🤖 AI Summary
Early diagnosis of Alzheimer’s disease (AD) is hindered by confounding biases—such as age and imaging artifacts—in multimodal neuroimaging data, as well as complex inter-modal dependencies. To address this, we propose a vision–language cross-modal causal intervention framework that jointly leverages structural MRI, functional MRI, and structured clinical text generated by large language models (LLMs). Our method implicitly enforces causal intervention during feature learning to disentangle confounders from disease-relevant signals. This enhances both robustness and interpretability in classifying cognitively normal (CN), mild cognitive impairment (MCI), and AD subjects. Evaluated on multiple public benchmarks, our model achieves state-of-the-art performance in accuracy, F1-score, and other key metrics. Notably, it provides the first systematic empirical validation of causal intervention for multimodal neurodegenerative disease diagnosis, demonstrating both efficacy and generalizability across diverse datasets and clinical scenarios.
📝 Abstract
Mild Cognitive Impairment (MCI) serves as a prodromal stage of Alzheimer's Disease (AD), where early identification and intervention can effectively slow the progression to dementia. However, diagnosing AD remains a significant challenge in neurology due to the confounders caused mainly by the selection bias of multimodal data and the complex relationships between variables. To address these issues, we propose a novel visual-language causal intervention framework named Alzheimer's Disease Prediction with Cross-modal Causal Intervention (ADPC) for diagnostic assistance.

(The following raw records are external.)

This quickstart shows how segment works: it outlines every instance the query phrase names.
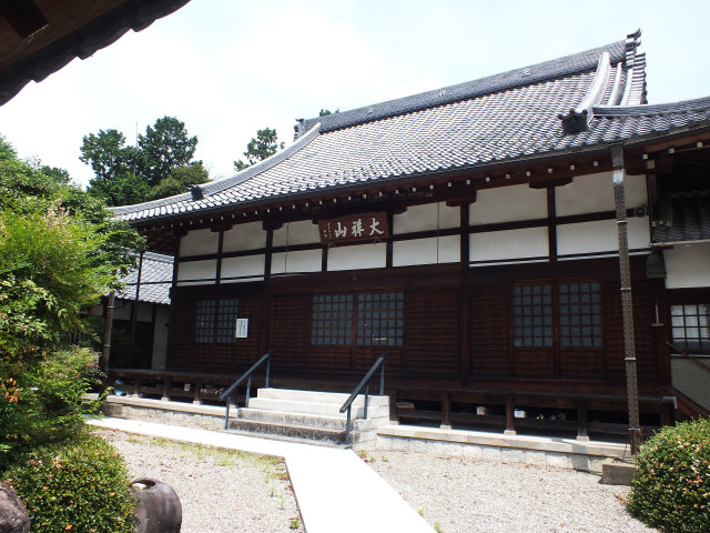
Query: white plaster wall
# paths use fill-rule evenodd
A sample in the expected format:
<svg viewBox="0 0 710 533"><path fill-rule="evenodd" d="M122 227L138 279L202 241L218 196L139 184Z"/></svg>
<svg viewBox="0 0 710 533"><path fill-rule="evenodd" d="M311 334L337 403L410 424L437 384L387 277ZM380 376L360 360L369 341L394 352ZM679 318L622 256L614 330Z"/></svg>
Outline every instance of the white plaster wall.
<svg viewBox="0 0 710 533"><path fill-rule="evenodd" d="M155 330L153 335L153 370L165 370L165 353L168 352L168 320L170 309L166 305L158 306L155 313Z"/></svg>
<svg viewBox="0 0 710 533"><path fill-rule="evenodd" d="M688 244L663 251L667 289L710 286L710 244Z"/></svg>
<svg viewBox="0 0 710 533"><path fill-rule="evenodd" d="M271 273L321 272L322 259L322 250L274 253L271 258Z"/></svg>
<svg viewBox="0 0 710 533"><path fill-rule="evenodd" d="M194 230L180 239L180 255L217 253L220 234L211 230Z"/></svg>
<svg viewBox="0 0 710 533"><path fill-rule="evenodd" d="M216 272L217 272L216 259L210 259L207 261L181 262L180 266L178 268L178 283L180 283L181 285L214 283ZM212 281L191 282L192 280L202 280L202 279L211 279Z"/></svg>
<svg viewBox="0 0 710 533"><path fill-rule="evenodd" d="M471 225L547 218L547 191L528 185L484 189L469 207Z"/></svg>
<svg viewBox="0 0 710 533"><path fill-rule="evenodd" d="M623 192L627 209L648 204L643 174L625 177ZM611 172L579 175L571 183L555 189L555 210L558 217L615 209Z"/></svg>
<svg viewBox="0 0 710 533"><path fill-rule="evenodd" d="M242 250L257 250L266 247L266 232L261 222L247 222L234 225L224 232L222 241L223 252L240 252Z"/></svg>
<svg viewBox="0 0 710 533"><path fill-rule="evenodd" d="M152 322L153 321L153 304L141 302L138 304L138 313L135 313L135 320L139 322Z"/></svg>
<svg viewBox="0 0 710 533"><path fill-rule="evenodd" d="M438 205L438 228L458 228L460 225L460 208L449 208L445 202L413 205L402 214L395 214L393 234L413 231L436 230Z"/></svg>
<svg viewBox="0 0 710 533"><path fill-rule="evenodd" d="M491 231L470 235L470 260L539 258L549 255L547 228Z"/></svg>
<svg viewBox="0 0 710 533"><path fill-rule="evenodd" d="M623 194L627 209L648 205L646 174L627 175L623 178Z"/></svg>
<svg viewBox="0 0 710 533"><path fill-rule="evenodd" d="M128 300L115 300L113 308L113 320L131 320L131 302Z"/></svg>
<svg viewBox="0 0 710 533"><path fill-rule="evenodd" d="M577 175L571 183L555 188L558 217L612 211L613 208L611 172Z"/></svg>
<svg viewBox="0 0 710 533"><path fill-rule="evenodd" d="M384 269L387 264L387 244L357 244L328 249L328 271Z"/></svg>
<svg viewBox="0 0 710 533"><path fill-rule="evenodd" d="M225 278L251 275L247 280L225 280ZM264 254L226 258L222 260L222 280L224 283L254 281L264 275Z"/></svg>
<svg viewBox="0 0 710 533"><path fill-rule="evenodd" d="M288 222L274 231L274 247L285 247L287 244L312 244L321 242L318 224L311 220Z"/></svg>
<svg viewBox="0 0 710 533"><path fill-rule="evenodd" d="M438 250L438 257L437 257ZM460 237L416 239L395 242L392 251L394 266L410 264L455 263L460 261Z"/></svg>
<svg viewBox="0 0 710 533"><path fill-rule="evenodd" d="M640 205L640 204L639 204ZM648 217L631 217L628 219L627 232L629 248L649 248L651 245L651 234L648 227ZM619 247L617 245L617 249Z"/></svg>
<svg viewBox="0 0 710 533"><path fill-rule="evenodd" d="M618 250L617 222L613 219L557 227L558 255Z"/></svg>

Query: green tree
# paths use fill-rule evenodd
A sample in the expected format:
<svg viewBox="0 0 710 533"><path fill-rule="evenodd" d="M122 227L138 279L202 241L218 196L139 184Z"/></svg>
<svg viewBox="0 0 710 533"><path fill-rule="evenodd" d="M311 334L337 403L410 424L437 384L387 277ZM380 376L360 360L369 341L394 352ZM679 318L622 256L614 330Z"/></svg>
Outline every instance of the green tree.
<svg viewBox="0 0 710 533"><path fill-rule="evenodd" d="M278 134L276 130L272 130L271 128L264 128L263 130L256 131L256 137L252 138L246 144L246 151L244 152L244 157L246 158L246 162L234 161L234 170L240 171L247 169L252 164L256 164L260 161L263 161L266 158L272 157L276 151L283 150L285 143L278 143Z"/></svg>
<svg viewBox="0 0 710 533"><path fill-rule="evenodd" d="M17 157L0 160L0 471L83 428L74 388L84 383L85 358L64 379L60 352L68 333L84 330L85 306L119 285L116 274L134 265L131 250L142 244L67 178Z"/></svg>
<svg viewBox="0 0 710 533"><path fill-rule="evenodd" d="M109 207L131 205L146 201L151 187L143 178L126 170L106 181L92 180L89 192Z"/></svg>
<svg viewBox="0 0 710 533"><path fill-rule="evenodd" d="M12 144L10 144L4 137L0 135L0 161L7 159L17 159L18 152L14 151Z"/></svg>
<svg viewBox="0 0 710 533"><path fill-rule="evenodd" d="M197 138L189 137L185 123L174 117L163 117L138 138L139 173L155 187L173 169L185 167L195 153Z"/></svg>
<svg viewBox="0 0 710 533"><path fill-rule="evenodd" d="M135 164L135 149L125 144L125 137L118 130L99 130L82 139L80 161L93 170L95 178L91 185L123 174Z"/></svg>
<svg viewBox="0 0 710 533"><path fill-rule="evenodd" d="M210 173L202 165L202 161L195 161L186 167L171 170L168 178L151 189L150 198L154 200L182 194L187 192L192 185L206 183L209 180Z"/></svg>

Our ADPC employs large language model (LLM) to summarize clinical data under strict templates, maintaining structured text outputs even with incomplete or unevenly distributed datasets. The ADPC model utilizes Magnetic Resonance Imaging (MRI), functional MRI (fMRI) images and textual data generated by LLM to classify participants into Cognitively Normal (CN), MCI, and AD categories. Because of the presence of confounders, such as neuroimaging artifacts and age-related biomarkers, non-causal models are likely to capture spurious input-output correlations, generating less reliable results. Our framework implicitly eliminates confounders through causal intervention. Experimental results demonstrate the outstanding performance of our method in distinguishing CN/MCI/AD cases, achieving state-of-the-art (SOTA) metrics across most evaluation metrics. The study showcases the potential of integrating causal reasoning with multi-modal learning for neurological disease diagnosis.